Le immagini che gli stranieri avevano degli italiani coincidevano in parte con quelle che gli italiani avevano di se stessi: gli italiani apparivano come un popolo di letterati e di artisti, come i depositari di tecniche espressive insuperate, che raggiungevano e talvolta superavano il livello dei grandi maestri dell'antichità. Ma si trattava, in questo caso, di immagini limitate quasi esclusivamente al mondo dei dotti, l'unico che fosse in grado di conoscere e di apprezzare veramente questi fenomeni. Se spostiamo il nostro angolo visuale scopriamo, infatti, altre immagini e altre rappresentazioni. I modi in cui i popoli entrati in contatto amano rappresentarsi reciprocamente procedono per semplificazioni e forzature: l'importante è caratterizzare rapidamente, non tracciare un quadro sfumato e articolato degli altri. Lo stesso accadde per l'Italia.
Di fronte agli assalti esterni l'Italia fu spesso indifesa. Eppure gli stranieri erano sorpresi dell'improvviso esplodere delle rivolte delle popolazioni italiane, della loro rabbia improvvisa, che obbligò tanti papi e soprattutto tanti imperatori alla fuga. L'Italia era un paese pericoloso e i suoi abitanti erano ribelli per vocazione naturale. Le frequenti ribellioni delle città portavano inoltre al potere "signori" nati dal nulla, che non fondavano la loro autorità su diritti dinastici e su altre regole tradizionali e riconosciute, ma esclusivamente sulla violenza e sul colpo di mano. All'estero più che in Italia questi signori (i Visconti come i Medici, gli Sforza come i Malatesta) furono visti come tiranni e l'Italia come il paese dei tiranni. Contesi da troppi padroni, sempre alle prese con nuovi invasori e nuovi pretendenti, gli italiani impararono a destreggiarsi, alternando promesse e inganni, rivolte improvvise e improvvise pacificazioni. Ne nacque la fama del popolo italiano come popolo astuto, imprevedibile, ingannatore.

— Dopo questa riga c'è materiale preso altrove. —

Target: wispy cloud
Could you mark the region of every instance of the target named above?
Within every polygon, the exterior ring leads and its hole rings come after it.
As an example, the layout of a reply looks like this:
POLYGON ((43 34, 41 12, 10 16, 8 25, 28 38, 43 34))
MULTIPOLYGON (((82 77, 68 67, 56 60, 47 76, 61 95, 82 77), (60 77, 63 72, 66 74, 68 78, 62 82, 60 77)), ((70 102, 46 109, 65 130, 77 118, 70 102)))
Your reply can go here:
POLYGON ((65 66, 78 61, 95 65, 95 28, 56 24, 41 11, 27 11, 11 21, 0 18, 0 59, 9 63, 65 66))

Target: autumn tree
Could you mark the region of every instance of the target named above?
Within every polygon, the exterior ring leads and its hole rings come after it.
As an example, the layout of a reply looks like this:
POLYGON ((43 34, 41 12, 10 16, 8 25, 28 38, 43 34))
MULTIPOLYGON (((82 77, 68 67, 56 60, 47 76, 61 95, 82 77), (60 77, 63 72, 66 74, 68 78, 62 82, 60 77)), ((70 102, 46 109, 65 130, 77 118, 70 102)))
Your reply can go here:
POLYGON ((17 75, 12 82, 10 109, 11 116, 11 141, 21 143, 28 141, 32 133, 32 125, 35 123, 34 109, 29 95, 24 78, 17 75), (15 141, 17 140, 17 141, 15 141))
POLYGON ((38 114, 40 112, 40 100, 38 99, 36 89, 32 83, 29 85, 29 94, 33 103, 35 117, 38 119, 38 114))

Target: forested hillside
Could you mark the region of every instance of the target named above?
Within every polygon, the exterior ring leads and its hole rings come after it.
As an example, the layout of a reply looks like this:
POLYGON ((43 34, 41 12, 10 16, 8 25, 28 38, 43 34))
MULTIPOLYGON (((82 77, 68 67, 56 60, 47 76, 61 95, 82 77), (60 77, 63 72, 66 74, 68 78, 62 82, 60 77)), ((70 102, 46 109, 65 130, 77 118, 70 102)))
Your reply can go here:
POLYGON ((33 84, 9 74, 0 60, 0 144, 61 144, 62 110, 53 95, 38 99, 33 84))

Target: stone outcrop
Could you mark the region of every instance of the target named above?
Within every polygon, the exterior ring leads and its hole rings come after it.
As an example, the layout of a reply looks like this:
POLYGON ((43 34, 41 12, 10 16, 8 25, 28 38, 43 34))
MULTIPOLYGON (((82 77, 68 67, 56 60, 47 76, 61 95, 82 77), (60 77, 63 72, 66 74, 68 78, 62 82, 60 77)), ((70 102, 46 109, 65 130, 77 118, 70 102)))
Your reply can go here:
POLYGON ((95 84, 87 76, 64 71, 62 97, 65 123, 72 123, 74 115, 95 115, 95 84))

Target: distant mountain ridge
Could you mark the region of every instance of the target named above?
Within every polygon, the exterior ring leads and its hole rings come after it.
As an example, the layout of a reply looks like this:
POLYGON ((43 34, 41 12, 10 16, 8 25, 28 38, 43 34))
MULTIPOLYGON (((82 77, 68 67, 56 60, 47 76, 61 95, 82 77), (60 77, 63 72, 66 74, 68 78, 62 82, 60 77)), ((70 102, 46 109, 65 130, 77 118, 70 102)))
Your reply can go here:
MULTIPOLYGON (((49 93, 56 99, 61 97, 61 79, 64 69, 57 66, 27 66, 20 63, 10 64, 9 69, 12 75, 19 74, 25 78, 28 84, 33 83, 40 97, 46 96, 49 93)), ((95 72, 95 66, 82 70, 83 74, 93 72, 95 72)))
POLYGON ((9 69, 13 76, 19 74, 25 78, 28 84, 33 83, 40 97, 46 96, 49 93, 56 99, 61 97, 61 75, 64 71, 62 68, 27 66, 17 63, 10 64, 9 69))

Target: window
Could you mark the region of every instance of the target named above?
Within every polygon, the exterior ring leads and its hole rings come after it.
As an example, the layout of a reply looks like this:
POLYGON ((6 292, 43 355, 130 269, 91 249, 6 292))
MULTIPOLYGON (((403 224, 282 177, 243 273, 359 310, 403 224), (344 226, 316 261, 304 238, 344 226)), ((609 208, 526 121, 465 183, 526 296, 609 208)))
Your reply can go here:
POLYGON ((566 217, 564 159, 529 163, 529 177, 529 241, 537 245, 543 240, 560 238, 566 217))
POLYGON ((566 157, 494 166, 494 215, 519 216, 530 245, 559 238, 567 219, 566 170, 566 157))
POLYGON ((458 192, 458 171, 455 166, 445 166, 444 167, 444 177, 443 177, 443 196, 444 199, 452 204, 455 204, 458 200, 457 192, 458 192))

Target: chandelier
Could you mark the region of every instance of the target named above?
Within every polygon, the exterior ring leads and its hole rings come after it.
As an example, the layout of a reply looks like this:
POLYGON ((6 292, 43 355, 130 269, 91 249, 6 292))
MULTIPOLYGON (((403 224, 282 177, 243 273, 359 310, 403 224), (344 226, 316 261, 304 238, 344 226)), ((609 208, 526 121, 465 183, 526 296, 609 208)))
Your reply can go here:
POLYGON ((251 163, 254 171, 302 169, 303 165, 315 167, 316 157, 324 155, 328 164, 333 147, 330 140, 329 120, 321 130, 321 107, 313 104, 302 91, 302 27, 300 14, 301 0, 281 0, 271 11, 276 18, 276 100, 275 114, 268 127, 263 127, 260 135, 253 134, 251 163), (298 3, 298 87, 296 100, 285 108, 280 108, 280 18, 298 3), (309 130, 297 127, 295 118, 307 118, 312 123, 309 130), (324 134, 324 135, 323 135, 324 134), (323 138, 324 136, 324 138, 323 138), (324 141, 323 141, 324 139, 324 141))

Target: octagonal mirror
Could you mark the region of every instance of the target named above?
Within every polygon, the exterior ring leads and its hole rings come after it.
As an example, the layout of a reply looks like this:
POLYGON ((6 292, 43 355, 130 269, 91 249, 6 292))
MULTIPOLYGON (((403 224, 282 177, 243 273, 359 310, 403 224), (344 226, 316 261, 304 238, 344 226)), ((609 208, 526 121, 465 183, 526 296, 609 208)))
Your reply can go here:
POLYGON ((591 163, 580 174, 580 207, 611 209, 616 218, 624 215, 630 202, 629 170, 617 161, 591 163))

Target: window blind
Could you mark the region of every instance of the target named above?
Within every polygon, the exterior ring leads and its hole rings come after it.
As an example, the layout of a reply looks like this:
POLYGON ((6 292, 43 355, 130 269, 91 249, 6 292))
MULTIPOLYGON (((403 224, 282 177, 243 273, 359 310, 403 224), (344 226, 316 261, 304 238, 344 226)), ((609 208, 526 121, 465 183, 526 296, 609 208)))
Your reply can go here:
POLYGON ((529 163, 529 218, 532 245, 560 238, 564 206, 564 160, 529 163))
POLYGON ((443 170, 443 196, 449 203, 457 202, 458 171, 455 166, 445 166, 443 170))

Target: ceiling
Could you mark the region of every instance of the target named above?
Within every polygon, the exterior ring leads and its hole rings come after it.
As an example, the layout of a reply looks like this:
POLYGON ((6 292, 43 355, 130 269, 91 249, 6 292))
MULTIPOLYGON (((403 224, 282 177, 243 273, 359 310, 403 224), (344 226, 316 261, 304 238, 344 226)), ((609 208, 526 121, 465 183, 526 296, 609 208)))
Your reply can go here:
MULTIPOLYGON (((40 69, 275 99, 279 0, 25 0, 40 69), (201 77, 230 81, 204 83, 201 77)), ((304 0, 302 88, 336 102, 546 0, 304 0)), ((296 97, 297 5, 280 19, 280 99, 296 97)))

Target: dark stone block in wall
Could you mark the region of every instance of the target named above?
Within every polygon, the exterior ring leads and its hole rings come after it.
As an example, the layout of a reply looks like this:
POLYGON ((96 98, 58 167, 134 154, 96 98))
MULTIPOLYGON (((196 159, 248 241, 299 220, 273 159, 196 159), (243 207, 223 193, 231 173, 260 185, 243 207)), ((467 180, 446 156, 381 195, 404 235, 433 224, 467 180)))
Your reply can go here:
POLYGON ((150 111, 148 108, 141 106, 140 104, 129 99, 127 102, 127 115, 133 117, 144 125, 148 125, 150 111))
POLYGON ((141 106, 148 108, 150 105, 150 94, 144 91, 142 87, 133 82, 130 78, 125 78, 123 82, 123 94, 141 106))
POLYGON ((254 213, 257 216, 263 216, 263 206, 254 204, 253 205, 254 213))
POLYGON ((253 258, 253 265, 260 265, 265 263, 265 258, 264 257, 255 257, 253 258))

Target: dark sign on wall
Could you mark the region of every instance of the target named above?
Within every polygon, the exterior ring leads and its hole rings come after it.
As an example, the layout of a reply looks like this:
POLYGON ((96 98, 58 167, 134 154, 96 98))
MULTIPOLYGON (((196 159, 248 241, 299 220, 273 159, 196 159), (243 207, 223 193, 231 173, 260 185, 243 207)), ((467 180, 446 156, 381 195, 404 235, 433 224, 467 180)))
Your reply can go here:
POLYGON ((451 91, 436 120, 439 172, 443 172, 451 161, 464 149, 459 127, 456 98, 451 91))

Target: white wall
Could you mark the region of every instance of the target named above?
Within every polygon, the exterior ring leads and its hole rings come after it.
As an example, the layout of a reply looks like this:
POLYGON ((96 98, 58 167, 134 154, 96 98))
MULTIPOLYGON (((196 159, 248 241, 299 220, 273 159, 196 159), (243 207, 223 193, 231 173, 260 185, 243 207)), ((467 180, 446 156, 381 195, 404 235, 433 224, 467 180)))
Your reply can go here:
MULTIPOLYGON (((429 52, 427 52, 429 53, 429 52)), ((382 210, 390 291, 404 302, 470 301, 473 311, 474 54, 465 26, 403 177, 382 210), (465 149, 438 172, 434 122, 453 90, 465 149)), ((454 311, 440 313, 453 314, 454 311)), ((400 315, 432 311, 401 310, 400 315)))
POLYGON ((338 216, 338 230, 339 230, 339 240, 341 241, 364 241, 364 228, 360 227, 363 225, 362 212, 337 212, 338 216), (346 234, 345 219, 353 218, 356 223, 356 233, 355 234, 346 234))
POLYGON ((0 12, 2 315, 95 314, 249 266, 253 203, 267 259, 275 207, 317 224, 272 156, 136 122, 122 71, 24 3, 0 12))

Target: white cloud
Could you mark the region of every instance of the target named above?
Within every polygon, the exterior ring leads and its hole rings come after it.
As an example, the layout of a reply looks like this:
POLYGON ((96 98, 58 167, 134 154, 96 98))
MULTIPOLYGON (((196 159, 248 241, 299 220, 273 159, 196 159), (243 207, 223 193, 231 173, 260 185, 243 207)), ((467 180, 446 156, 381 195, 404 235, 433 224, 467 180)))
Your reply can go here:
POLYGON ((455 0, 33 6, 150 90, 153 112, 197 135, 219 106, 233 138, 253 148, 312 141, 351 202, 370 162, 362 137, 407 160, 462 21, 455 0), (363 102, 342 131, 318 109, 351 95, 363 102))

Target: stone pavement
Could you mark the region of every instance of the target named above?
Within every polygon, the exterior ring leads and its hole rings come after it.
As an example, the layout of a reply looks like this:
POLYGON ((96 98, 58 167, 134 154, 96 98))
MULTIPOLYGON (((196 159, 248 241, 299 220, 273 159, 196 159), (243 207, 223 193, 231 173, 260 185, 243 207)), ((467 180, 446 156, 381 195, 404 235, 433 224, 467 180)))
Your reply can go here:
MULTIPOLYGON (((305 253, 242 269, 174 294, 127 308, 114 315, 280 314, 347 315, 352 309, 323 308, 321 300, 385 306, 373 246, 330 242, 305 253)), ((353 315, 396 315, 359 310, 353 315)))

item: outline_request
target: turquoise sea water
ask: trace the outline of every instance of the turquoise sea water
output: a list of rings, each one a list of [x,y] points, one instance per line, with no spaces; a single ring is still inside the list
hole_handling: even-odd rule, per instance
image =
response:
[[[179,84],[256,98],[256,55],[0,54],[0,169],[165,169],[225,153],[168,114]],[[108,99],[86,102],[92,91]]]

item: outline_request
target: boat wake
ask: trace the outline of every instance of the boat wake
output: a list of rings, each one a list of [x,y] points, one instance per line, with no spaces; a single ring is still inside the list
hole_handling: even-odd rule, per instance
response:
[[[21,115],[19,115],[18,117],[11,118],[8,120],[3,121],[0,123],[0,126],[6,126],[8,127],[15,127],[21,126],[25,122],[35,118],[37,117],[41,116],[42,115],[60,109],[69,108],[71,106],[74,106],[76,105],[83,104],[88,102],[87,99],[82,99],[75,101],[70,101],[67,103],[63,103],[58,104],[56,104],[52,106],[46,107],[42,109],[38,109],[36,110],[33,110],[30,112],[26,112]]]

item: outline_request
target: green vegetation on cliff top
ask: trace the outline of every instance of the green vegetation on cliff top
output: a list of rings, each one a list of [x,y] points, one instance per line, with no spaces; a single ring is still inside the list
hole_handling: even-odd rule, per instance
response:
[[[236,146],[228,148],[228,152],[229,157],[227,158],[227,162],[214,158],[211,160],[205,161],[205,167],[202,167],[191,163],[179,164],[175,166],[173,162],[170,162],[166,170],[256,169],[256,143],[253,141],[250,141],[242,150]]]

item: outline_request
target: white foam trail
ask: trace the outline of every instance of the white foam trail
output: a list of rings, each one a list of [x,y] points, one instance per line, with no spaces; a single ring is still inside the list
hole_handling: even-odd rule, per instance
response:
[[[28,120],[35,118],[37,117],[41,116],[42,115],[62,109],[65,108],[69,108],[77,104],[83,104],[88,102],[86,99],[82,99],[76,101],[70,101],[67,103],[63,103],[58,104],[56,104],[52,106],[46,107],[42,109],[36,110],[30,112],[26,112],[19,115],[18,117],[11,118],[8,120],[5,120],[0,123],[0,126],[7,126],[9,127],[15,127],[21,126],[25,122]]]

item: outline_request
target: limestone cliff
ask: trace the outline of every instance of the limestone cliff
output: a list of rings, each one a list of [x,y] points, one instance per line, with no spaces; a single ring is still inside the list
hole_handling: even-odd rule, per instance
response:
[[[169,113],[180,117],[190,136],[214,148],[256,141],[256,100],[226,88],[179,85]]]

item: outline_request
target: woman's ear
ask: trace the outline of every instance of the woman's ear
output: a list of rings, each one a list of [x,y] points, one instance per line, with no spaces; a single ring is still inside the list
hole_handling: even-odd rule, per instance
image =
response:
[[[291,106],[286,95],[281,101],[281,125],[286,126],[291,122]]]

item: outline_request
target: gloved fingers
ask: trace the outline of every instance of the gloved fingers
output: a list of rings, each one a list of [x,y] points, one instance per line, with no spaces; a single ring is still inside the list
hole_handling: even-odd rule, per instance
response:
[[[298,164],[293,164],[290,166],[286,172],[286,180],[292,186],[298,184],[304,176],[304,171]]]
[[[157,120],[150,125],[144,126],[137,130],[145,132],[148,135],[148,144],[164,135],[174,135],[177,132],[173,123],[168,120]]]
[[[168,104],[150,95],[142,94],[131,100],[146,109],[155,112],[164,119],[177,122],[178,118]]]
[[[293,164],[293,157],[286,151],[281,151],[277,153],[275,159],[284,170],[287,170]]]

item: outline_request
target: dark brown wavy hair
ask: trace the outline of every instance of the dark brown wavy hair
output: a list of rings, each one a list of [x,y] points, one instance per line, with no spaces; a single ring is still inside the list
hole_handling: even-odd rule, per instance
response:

Per tutto il Medioevo, italiano significò anche uomo d'affari. Protagonisti della rinascita economica dell'XI secolo, le città italiane inviavano ovunque i loro mercanti, dal Nord Europa all'Oriente islamico, alla lontana Cina. Banchieri, cambiavalute, mercanti italiani, operavano in tutte le grandi fiere e nelle principali piazze commerciali. Consiglieri economici italiani erano presenti alle corti dei re e dei signori. Come tutti gli individui che maneggiavano denaro, che speculavano sugli interessi e quindi guadagnavano giocando sul tempo, anche gli italiani all'estero erano insieme indispensabili e odiati, richiesti e temuti. Non mancarono nei loro confronti, soprattutto in Francia e in Inghilterra, episodi di emarginazione e di prevaricazione: imprigionamenti, espulsioni, prestiti forzati, contributi fiscali eccezionali, ecc. Essendo cristiani, questi italiani che operavano all'estero riuscirono tuttavia a evitare le tragedie che periodicamente si abbattevano sugli ebrei.